Heritage varieties are the older or heirloom vegetables. Each variety has its own history and chefs use the vegetable's ‘oddness' (too knobbly, strange colours) to enhance the look and flavour of a dish.
Foraging also continues to be a popular past-time, and the likes of wild asparagus and dandelion leaves can add a homely or unusual element.
Though heritage varieties are often more expensive than cultivated varieties, they are definitely a worthy addition to dishes as they add interest, colour and flavour that commercial vegetables simply cannot.
As part of our tutored tasting series with New Covent Garden Market, Marcus Bunney from supplier J Connell guides us through a selection of heritage and foraged varieties supplied by wholesaler the French Garden, while head chef Robert Malyon of La Brasserie shares his ideas for using these unusual ingredients.
SAND CARROTS (CAROTTES DES SABLES)
Properties These carrots are grown in sandy soil composed of river silt in a tiny part of coastal Normandy. The area benefits from a mild maritime climate, sea breezes and salt spray, and the carrots are fertilised with local seaweed. All these factors combine to produce carrots with the taste of the sea, a deep orange colour, a melting texture and delicate taste.
Notes Sand carrots are harvested according to the demands of the market, which ensures maximum freshness.
Properties Heritage radishes are longer than cultivated varieties and tend to be hotter.
Usage Best when they are as fresh as possible, in salads or on their own as a garnish.

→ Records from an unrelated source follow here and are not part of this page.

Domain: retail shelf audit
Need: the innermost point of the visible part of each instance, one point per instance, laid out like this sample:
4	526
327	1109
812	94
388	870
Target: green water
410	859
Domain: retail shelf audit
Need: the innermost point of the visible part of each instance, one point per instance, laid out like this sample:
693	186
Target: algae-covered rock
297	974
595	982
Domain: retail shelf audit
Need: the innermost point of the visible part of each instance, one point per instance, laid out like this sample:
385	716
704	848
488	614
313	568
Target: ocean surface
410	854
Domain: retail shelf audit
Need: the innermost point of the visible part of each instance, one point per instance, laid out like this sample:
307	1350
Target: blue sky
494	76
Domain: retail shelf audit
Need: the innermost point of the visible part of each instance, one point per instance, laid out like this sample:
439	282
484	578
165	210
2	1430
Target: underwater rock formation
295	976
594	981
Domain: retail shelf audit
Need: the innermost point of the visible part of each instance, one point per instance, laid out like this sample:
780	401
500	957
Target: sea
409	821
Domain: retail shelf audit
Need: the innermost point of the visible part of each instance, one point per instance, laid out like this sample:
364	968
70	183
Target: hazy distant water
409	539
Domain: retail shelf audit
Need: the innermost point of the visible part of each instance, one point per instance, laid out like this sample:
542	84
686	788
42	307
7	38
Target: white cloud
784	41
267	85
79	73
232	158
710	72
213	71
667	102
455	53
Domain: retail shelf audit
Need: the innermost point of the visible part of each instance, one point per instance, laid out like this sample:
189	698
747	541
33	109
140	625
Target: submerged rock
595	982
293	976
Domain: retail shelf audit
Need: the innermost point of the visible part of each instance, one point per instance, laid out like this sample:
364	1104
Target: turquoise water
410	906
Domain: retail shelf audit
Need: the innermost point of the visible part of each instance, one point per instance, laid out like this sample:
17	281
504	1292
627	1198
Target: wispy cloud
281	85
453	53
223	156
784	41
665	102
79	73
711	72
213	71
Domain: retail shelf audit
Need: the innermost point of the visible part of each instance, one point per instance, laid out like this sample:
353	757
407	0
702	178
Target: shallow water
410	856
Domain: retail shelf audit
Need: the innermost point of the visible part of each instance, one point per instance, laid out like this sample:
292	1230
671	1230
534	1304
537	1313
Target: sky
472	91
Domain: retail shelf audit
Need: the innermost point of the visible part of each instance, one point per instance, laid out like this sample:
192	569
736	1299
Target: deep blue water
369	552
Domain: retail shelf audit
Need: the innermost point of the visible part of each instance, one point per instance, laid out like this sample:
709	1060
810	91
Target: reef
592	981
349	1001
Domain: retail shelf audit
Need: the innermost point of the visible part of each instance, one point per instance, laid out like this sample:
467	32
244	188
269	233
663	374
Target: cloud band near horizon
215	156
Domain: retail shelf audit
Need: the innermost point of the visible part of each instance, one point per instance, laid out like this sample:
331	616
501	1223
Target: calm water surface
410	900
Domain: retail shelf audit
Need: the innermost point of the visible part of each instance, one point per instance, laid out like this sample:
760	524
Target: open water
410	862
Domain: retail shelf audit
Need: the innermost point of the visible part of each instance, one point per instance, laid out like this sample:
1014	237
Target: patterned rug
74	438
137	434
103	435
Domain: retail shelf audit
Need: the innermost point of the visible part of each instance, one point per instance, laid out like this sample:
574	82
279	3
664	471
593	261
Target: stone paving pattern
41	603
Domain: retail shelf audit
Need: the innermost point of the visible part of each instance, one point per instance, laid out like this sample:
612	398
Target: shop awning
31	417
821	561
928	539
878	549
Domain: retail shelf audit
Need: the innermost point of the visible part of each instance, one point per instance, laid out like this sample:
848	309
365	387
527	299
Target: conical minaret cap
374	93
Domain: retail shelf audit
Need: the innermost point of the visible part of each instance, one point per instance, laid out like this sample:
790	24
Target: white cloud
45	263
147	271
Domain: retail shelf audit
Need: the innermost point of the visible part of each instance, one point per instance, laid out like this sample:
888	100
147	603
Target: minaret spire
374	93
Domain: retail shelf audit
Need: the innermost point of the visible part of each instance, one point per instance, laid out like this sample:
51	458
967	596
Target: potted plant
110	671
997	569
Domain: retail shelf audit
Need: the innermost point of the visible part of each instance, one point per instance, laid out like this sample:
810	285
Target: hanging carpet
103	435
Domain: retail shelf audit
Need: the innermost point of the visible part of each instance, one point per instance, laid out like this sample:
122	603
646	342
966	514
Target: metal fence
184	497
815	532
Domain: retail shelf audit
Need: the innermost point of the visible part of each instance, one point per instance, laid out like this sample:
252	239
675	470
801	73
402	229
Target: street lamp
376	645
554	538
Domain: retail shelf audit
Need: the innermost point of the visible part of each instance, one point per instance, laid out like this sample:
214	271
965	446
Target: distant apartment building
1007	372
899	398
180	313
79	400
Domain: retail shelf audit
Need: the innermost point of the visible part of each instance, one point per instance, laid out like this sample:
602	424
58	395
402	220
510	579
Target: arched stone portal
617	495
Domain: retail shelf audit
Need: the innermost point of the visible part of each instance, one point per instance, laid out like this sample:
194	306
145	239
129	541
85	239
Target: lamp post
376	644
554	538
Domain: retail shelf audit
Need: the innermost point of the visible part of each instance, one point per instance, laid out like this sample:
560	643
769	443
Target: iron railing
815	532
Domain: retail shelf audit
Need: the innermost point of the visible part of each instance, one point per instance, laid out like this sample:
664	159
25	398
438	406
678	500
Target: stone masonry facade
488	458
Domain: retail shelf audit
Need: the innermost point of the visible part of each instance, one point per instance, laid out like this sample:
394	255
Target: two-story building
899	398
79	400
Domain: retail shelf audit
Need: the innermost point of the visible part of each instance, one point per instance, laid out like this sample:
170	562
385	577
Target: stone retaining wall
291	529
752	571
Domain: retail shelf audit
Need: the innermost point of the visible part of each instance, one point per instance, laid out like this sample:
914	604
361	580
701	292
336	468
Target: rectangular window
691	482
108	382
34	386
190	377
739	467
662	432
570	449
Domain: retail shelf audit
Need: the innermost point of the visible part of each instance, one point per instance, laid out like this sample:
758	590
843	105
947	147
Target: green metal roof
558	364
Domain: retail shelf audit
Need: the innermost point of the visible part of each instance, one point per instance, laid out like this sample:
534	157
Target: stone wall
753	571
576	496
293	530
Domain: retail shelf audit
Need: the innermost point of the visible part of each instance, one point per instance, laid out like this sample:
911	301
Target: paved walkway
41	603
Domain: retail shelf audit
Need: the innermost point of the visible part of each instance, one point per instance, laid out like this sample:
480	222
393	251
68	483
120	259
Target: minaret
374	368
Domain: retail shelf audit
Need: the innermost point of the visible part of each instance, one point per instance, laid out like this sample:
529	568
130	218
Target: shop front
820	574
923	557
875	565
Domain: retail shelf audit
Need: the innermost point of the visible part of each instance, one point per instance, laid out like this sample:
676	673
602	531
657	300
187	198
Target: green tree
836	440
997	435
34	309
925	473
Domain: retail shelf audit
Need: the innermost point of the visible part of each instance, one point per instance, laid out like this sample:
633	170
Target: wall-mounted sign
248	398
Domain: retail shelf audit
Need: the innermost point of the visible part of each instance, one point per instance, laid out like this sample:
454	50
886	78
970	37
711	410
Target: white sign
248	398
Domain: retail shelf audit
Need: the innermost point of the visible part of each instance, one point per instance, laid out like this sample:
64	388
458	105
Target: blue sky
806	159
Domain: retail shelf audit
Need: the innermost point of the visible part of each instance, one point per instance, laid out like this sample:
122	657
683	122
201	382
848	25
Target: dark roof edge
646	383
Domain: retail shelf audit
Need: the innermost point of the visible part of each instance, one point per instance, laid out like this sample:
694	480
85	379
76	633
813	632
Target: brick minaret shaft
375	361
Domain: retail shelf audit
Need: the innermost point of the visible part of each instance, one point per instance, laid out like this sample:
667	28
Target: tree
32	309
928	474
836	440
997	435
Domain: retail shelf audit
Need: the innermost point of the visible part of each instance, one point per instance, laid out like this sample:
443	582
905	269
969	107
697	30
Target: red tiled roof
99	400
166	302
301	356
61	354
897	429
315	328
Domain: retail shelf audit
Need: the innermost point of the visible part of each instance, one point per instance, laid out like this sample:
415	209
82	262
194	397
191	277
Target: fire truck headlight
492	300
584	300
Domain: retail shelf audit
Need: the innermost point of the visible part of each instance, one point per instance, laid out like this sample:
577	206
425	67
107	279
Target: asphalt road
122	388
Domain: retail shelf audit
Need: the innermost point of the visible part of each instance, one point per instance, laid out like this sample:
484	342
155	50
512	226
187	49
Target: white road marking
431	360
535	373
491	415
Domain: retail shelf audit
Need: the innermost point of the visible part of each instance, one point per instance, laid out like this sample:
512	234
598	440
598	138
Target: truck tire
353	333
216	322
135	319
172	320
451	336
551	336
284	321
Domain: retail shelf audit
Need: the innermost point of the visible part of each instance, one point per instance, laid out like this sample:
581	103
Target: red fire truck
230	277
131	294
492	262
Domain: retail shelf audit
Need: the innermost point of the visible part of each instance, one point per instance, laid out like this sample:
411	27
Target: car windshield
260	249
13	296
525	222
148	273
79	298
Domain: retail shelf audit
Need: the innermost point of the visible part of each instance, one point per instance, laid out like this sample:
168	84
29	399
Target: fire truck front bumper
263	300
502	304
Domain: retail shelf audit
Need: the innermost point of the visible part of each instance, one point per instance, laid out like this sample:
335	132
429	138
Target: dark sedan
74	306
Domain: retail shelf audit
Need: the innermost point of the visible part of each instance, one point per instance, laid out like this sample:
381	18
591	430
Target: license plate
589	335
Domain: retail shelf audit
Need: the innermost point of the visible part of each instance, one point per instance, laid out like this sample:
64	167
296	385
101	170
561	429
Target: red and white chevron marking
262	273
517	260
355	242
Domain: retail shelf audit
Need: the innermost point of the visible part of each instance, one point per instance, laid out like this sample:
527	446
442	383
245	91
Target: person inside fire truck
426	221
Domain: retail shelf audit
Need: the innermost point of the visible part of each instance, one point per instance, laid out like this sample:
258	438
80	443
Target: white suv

Notes The crop grows astonishingly quickly, speeding up as the weather warms, and by June they can take as little as 25 days from seed to harvest. Traditionally, radishes are harvested from St George's Day to Hallowe'en, but by using naturally cold-resistant varieties, the season can be stretched from mid-February to November.
Properties Le Navet is the yellow turnip in standard French, and it has an acquired taste. Just the white, bulbous taproot is used.
Usage When they are young and fresh in spring, the flavour is delicate and not as overpowering as it often is in autumn and winter. They can easily be eaten raw or used to accompany a meat dish: boil briefly then glaze in a sugar and butter mixture.
Properties Golden beetroot has a more subtle flavour than the red variety, and its vibrant golden colour makes it a great garnish.
Properties Pissenlit is the French name for dandelion, and it is named for its diuretic properties. This prolific herb, which is considered a weed, is edible in its entirety.
If left to grow naturally, Pissenlit has dark green leaves containing high amounts of iron. The leaves are sometimes forced and grown in the dark - much like rhubarb. Lack of light results in paler leaves due to lack of chlorophyll and, as a result, the leaves are less bitter.
Usage Great as a green in salads, but can also be blanched and wilted for pesto or as a pasta accompaniment.
Notes High in vitamins A and C, dandelion leaves contain more iron than spinach when chlorophyll is allowed to form.
WILD ASPARAGUS (GRASS)
Properties Wild asparagus has thinner and longer shoots than the cultivated variety, but otherwise it is very much similar to its commercially grown cousin - asparagus officianlis - albeit with a slightly more delicate taste.
Notes Refrigerate wild asparagus as soon as possible to prevent the spears from becoming stringy. It can also be blanched and frozen to preserve it.
WHAT THE CHEF SAID
Robert Malyon, head chef, La Brasserie, Kensington, London
Heritage varieties have a really intense flavour and I like the fact they are not all a uniform shape and size - they give dishes a really attractive, rustic look.
Sand carrots are so naturally tasty that we scrub them rather than peel them to preserve the flavour. We cook them in a little butter and water with a pinch of sugar. We use heritage carrots raw in salads or very lightly cooked so they retain their colour. Just one or two slices can really brighten up a plate.
We serve turnips aigre-doux, which is a French sweet and sour pickle. We boil white wine vinegar, bay leaf and peppercorns and, while it's still hot, pour it over thinly sliced turnips. You can do this with other vegetables too, such as radish or mushrooms. We serve the pickled turnip with salmon tartare.
Heritage radishes come in beautiful shades of purple, white and yellow. We use them in a salad with mixed leaves, green beans and tiger prawns cooked in chilli, garlic and white wine. It's a really popular summer dish.
The beetroot we roast and serve as a garnish and we also purée it and serve it with medallions of salmon and braised lentils.
Wild asparagus is fragile and delicate and needs very little cooking. I like to sauté it in butter and serve it simply with lemon and a little seasoning.